The money was already sent but I cannot collect. I don’t know how I will survive,” said Yusuf Abdi, a resident of Nairobi’s Eastleigh estate. He added: ‘Why does the government close the money remittance companies so suddenly without considering many of us who depend on them on our livelihoods. This is not fair and a direct blow to our lives.”
Taxi driver Joseph Mwangi also lamented that business has dried up completely after the money remittance companies were closed “On normal days. I usually carry ten to fifteen passengers per day but yesterday I only carried one person. Economic activity has totally stalled in Eastleigh because people receive money through the suspended companies,” he said in Eastleigh’s 7th street.

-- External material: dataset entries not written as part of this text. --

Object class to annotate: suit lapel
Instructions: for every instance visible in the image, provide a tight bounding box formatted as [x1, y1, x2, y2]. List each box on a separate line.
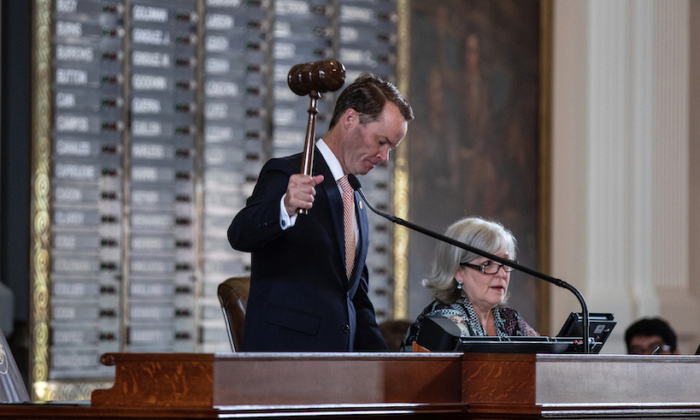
[349, 191, 369, 296]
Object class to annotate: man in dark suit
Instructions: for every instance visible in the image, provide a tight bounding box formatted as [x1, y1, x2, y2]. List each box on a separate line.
[228, 75, 413, 351]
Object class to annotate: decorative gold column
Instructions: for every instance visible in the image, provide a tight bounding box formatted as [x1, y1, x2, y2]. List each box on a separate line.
[29, 0, 52, 401]
[393, 0, 411, 319]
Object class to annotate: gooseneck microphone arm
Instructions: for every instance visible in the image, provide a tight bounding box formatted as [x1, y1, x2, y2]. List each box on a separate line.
[348, 174, 591, 354]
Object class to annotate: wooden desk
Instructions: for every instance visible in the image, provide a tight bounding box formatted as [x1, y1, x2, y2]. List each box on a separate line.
[0, 353, 700, 419]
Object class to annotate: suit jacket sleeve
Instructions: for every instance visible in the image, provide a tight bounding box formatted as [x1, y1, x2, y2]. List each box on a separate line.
[228, 159, 293, 252]
[353, 265, 389, 351]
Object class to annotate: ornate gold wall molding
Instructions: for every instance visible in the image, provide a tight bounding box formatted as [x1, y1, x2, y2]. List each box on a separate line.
[393, 0, 411, 319]
[29, 0, 52, 401]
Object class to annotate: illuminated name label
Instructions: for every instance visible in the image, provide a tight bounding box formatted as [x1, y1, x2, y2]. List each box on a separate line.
[56, 211, 85, 226]
[56, 164, 96, 179]
[56, 45, 95, 63]
[131, 283, 165, 296]
[132, 6, 168, 22]
[56, 69, 87, 85]
[131, 74, 168, 90]
[131, 121, 163, 138]
[204, 80, 238, 97]
[205, 35, 228, 52]
[273, 42, 297, 60]
[54, 258, 91, 271]
[340, 6, 374, 22]
[52, 354, 99, 369]
[132, 28, 170, 45]
[56, 21, 83, 37]
[53, 306, 77, 319]
[274, 88, 296, 102]
[53, 235, 76, 249]
[56, 140, 91, 156]
[56, 92, 75, 108]
[274, 108, 296, 125]
[131, 191, 160, 205]
[56, 0, 78, 13]
[131, 51, 170, 67]
[131, 261, 168, 273]
[340, 26, 360, 42]
[56, 115, 90, 133]
[131, 144, 165, 159]
[53, 330, 85, 344]
[340, 48, 372, 64]
[275, 0, 309, 15]
[204, 102, 228, 120]
[131, 167, 158, 182]
[204, 58, 231, 73]
[131, 306, 173, 319]
[131, 238, 165, 250]
[55, 187, 83, 202]
[204, 125, 233, 143]
[131, 330, 167, 343]
[207, 0, 241, 7]
[206, 13, 234, 30]
[275, 22, 292, 38]
[204, 149, 226, 165]
[131, 98, 161, 114]
[53, 283, 87, 297]
[131, 214, 173, 228]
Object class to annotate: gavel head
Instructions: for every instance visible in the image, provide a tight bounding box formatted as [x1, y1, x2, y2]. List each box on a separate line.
[287, 58, 345, 96]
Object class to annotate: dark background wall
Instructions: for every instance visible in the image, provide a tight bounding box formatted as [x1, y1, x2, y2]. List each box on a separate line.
[0, 0, 32, 383]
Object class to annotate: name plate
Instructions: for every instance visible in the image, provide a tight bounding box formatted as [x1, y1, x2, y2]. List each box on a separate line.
[53, 257, 100, 273]
[131, 51, 172, 68]
[204, 13, 235, 31]
[129, 304, 175, 321]
[131, 4, 168, 23]
[275, 0, 311, 18]
[54, 163, 99, 180]
[131, 259, 175, 274]
[131, 166, 175, 182]
[131, 74, 171, 91]
[53, 282, 100, 298]
[51, 303, 99, 321]
[131, 213, 174, 229]
[207, 0, 241, 8]
[204, 80, 239, 98]
[131, 236, 175, 252]
[53, 233, 100, 251]
[340, 6, 377, 24]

Eastleigh Business District Association Chairman Ibrahim Hussein called on the government to allow the money remittance services to continue as investigations proceed. He said nine out of the 13 suspended firms are EBDA members.
“The operations of the money remittance providers is strictly regulated by the Central Bank and the Financial Reporting Centre who have access to all the transactions carried out. Let the investigations continue without disrupting the lives of customers,” he said.
He added; “It is not fair to just wake up one day and close down the money remittance companies without any notice or investigations. Let the government follow the due process. We are ready to cooperate with them.” He indicated said that the money remittance companies serve Kenyans of all stripes and not just Somalis as many people believe.
He said people are attracted to them because their fees are much lower than those in commercial banks. According to the Kenya Forex Bureaus Association CEO Anthony Wachira the suspended money remittance companies processes money belonging to individuals, corporates and humanitarian organisations.
He said that the sudden closure will severely disrupt the livelihoods on many people in the country who receive or send money through them. “Currently, we have a 30 per cent market share in terms of the remittances from the diaspora and closing all of down suddenly is not fair. Our clients have been greatly inconvenienced,” he said.